On November 19th, 2017, I knew with certainty that composing music was my true calling in life. What had begun as a resurrection of the aspiration of becoming a professor of music, or a music librarian, blossomed that day into a fulfillment of my deepest desires and yearning.
Responding to a nightmare that nearly killed me when I was a child, my doctor recommended that I listen to music while I slept. This event created an emotional connection to music that truly saved me and gave my life greater meaning. I composed some music from high school onward, including a sax quartet that my friends and I played at the final concert of the year. However, my attempts at composition were feeble, lacking the spark that lifted music beyond amateurish creations. Thus, over the years, even while I touted my “Saxtet” or composed the wedding march to my wedding, I knew inside me that what I created was not up to my own true standards, or what I would proudly share with the public.

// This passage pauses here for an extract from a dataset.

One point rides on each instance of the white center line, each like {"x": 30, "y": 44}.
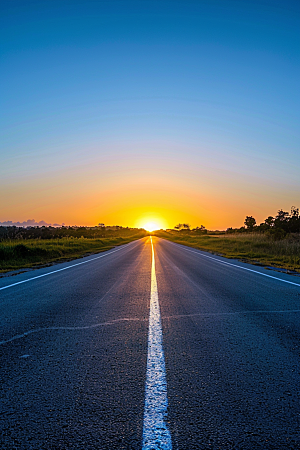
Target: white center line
{"x": 156, "y": 435}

In 2016, I tried again, starting what would eventually become my first piano sonata. I was still not fully pleased with what I composed, leaving it incomplete. Later that year, a friend noted how passionate I was in discussing the Schubert Impromptus with her daughter and she recommended I do something about this passion. I chose to get a Masters in Music to become a professor and teach.
When I started at City College of New York in September 2017 to complete required Bachelor level classes, I decided to explore composition further. The discussions we had in class stimulated my creativity. I asked Harry Stafylakis if he would teach me composition privately. I went back to my piano sonata, expanded the first movement and reworked the second movement. On November 19th, I got into a three hour groove and I could feel the power and awesomeness of creating beautiful, touching music as I reworked the second movement. An immense satisfaction came over me and I giddily shared my creation with my family.
With each new composition—a string quartet, another piano sonata, several songs, some jazz pieces and two orchestral pieces in the year that followed—I thought back to this moment. It felt as if I finally shattered a barrier that held back my true potential and capability. In this past year, I explored romanticism, impressionism, atonality, spectralism and minimalism, poring over scores and what today’s composers are creating. I am filled with a sense of purpose. I share Walt Whitman’s ebullient yawp “of the questions of these recurring…that life exists and identity, that the powerful play goes on, and you may contribute a verse.” I have many verses yet to contribute.